On 27 October 1169, a huge fleet of 230 Byzantine warships sailed towards the Egyptian coast, making landfall at the city of Damietta at the head of the Nile. The ships were carrying an invasion force, including heavy cavalry on 60 specially built transports.
At the same time, a large Crusader army led by the King of Jerusalem, Amalric I, marched down the coast of Sinai towards the city. The allies intended to conquer Fatimid Egypt, dividing it between them with Byzantine emperor Manuel I Komnenos taking the coastal area and Amalric's Crusaders taking the interior.

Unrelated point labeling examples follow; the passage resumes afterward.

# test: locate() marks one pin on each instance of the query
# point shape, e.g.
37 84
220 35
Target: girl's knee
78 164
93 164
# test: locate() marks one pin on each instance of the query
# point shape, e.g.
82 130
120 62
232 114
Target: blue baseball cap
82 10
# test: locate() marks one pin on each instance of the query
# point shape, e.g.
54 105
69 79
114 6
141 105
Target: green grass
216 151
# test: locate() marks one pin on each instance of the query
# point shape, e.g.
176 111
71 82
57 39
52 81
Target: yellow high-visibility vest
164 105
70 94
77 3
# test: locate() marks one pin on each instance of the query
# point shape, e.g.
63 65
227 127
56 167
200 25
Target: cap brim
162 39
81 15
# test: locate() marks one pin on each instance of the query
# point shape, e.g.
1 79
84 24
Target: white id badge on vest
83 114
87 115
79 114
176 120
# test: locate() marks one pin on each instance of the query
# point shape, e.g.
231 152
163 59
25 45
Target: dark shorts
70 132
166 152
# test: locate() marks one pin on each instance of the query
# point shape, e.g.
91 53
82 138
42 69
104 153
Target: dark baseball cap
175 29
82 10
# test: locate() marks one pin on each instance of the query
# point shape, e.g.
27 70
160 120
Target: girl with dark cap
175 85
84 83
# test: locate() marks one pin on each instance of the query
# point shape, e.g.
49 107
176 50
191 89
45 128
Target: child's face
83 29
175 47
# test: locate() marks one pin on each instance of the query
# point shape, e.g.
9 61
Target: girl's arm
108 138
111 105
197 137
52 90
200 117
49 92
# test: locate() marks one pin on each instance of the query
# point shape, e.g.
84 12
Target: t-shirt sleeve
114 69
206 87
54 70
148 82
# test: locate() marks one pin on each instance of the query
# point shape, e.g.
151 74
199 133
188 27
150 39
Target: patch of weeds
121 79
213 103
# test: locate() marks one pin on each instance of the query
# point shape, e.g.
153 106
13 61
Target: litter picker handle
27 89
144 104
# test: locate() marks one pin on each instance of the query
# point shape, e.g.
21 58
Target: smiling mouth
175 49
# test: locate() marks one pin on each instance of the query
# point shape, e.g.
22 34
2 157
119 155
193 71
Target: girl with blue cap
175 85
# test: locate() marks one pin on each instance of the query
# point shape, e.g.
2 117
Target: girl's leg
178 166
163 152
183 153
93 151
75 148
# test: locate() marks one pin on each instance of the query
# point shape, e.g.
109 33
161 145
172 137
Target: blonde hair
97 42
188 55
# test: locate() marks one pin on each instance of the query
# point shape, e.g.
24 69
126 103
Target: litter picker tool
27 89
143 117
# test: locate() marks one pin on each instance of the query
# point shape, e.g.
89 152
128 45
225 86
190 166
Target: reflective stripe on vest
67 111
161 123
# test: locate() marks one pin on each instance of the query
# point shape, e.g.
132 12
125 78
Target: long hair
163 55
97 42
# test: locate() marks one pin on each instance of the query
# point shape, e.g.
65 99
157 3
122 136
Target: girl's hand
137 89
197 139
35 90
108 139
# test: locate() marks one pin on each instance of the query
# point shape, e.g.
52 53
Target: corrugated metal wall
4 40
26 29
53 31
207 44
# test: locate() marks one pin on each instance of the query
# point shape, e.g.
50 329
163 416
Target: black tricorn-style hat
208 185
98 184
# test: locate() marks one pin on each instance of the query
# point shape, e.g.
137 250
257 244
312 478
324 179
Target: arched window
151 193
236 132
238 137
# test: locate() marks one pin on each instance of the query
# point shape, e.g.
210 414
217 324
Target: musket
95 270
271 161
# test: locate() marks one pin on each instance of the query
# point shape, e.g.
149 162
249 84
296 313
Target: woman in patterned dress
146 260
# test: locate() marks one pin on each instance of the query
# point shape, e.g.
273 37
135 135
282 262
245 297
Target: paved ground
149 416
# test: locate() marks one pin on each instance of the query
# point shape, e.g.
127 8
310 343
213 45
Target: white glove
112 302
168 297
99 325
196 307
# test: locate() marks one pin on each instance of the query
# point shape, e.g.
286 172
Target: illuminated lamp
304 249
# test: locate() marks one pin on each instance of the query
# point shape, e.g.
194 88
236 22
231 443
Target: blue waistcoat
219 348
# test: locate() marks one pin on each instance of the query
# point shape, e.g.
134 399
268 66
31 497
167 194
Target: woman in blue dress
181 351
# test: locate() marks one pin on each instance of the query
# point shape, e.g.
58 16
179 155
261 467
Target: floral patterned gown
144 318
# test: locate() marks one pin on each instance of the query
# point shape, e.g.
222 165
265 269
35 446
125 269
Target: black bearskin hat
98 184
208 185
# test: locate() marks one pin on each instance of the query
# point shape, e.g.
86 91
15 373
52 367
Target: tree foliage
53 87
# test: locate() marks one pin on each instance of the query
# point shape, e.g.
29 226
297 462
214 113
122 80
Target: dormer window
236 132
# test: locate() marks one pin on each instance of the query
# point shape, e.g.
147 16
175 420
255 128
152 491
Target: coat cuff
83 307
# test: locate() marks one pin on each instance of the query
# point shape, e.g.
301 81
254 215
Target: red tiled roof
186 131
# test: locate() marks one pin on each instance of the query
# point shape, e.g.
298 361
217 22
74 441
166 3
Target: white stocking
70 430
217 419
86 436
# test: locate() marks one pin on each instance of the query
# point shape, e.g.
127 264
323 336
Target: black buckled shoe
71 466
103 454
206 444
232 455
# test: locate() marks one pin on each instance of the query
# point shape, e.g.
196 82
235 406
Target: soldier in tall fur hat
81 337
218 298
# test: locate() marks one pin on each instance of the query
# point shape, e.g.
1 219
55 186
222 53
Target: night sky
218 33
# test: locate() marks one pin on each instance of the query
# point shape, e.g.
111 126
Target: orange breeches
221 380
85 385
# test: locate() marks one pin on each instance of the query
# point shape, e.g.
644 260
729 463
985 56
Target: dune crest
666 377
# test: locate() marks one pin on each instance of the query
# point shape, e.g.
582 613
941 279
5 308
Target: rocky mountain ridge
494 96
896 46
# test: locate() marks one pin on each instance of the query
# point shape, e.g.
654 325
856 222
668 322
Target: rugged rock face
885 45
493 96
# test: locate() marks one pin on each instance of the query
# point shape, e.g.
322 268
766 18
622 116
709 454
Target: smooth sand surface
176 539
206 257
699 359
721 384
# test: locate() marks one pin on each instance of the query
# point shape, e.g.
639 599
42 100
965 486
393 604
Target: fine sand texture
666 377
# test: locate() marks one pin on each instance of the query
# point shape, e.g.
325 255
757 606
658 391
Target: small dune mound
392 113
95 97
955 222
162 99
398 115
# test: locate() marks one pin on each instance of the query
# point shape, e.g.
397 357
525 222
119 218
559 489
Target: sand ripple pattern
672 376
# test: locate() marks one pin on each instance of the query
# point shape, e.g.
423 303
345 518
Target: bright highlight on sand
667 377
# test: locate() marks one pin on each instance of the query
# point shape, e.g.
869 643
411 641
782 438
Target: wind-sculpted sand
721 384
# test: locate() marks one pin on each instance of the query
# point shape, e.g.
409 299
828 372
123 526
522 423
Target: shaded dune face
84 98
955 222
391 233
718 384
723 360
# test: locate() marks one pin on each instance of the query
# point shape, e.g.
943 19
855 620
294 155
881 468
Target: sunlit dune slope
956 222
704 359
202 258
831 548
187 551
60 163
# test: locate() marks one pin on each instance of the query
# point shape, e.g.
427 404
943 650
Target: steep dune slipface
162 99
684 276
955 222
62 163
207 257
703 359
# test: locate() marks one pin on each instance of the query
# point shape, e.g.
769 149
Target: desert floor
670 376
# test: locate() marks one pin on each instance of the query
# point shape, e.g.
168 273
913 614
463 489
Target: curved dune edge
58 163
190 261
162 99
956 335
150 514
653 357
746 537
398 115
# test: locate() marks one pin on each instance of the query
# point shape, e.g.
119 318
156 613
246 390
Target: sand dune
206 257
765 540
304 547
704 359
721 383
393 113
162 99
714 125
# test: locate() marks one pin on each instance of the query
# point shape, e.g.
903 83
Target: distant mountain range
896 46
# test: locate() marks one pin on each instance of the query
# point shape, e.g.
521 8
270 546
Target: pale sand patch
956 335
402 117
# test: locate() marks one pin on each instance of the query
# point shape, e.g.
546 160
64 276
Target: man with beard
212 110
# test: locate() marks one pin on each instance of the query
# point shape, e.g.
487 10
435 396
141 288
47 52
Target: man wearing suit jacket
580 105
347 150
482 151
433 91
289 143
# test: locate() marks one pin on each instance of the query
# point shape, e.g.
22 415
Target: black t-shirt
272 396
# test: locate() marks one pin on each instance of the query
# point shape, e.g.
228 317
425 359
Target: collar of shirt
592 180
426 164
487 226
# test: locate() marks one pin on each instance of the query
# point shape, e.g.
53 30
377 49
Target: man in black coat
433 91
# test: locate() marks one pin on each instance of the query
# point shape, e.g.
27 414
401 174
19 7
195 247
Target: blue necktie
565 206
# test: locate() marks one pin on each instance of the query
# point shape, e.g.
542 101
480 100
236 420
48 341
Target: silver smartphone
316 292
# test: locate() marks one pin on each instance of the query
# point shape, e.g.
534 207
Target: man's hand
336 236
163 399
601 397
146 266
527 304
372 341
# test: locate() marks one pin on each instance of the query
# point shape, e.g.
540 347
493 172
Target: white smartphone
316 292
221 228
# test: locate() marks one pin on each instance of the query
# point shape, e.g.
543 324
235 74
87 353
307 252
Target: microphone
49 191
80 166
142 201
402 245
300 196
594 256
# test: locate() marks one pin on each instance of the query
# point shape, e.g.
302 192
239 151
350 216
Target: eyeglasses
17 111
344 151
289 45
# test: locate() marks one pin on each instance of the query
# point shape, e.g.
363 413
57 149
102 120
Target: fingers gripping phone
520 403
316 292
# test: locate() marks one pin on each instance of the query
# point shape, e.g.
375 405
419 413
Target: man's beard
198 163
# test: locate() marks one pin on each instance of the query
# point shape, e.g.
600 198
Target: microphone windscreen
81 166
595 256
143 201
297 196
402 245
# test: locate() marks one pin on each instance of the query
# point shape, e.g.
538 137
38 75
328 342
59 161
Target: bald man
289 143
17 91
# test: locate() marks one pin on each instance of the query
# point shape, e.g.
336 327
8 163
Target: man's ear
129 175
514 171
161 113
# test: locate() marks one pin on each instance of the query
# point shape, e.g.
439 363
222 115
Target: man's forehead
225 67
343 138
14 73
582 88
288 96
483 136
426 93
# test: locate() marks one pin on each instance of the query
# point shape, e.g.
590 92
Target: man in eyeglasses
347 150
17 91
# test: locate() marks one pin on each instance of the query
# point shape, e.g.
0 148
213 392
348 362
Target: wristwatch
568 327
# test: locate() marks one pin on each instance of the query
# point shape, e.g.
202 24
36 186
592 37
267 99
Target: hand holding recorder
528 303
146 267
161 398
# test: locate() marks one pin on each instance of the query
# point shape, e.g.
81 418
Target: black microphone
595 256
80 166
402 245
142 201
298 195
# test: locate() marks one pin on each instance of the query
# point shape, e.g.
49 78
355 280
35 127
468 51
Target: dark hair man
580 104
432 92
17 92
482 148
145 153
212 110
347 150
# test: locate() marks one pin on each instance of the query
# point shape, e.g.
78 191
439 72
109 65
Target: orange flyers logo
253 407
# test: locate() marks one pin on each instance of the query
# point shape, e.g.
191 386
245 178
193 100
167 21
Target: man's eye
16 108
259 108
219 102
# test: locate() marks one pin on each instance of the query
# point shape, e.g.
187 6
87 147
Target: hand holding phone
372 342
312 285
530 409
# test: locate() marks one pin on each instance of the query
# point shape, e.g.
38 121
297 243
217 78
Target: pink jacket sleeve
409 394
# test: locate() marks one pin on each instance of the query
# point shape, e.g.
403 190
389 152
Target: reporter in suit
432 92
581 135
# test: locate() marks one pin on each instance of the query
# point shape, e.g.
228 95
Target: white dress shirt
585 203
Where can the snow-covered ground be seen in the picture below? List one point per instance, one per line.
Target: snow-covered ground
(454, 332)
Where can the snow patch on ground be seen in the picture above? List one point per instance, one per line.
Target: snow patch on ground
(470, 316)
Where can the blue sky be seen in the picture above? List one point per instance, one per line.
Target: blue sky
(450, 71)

So far, everything is OTL.
Egypt was seen as the fulcrum on which the fortunes of the entire cosmic battle between Christianity and Islam would revolve. If Egypt joined forces with Nur ad Din in Syria, the Crusaders would have a serious problem. Meanwhile, the Byzantines saw the Crusader presence as a useful bulwark in the struggle against the Turks.
What happened next is the subject of some dispute. What we know is that the joint expedition failed, with the consequence that Saladin took power in Egypt in 1171. By 1187, Jerusalem was back in Muslim hands, the Crusader power had been fatally broken, and the Byzantine Empire slipped into terminal decline.
But what if the invasion of October 1169 had succeeded?
1). Could the Crusaders have survived longer than OTL?
2). Would the Byzantines have benefitted?
3). How would the Muslim world react to the loss of Egypt?
4). Could the allies have held the territory?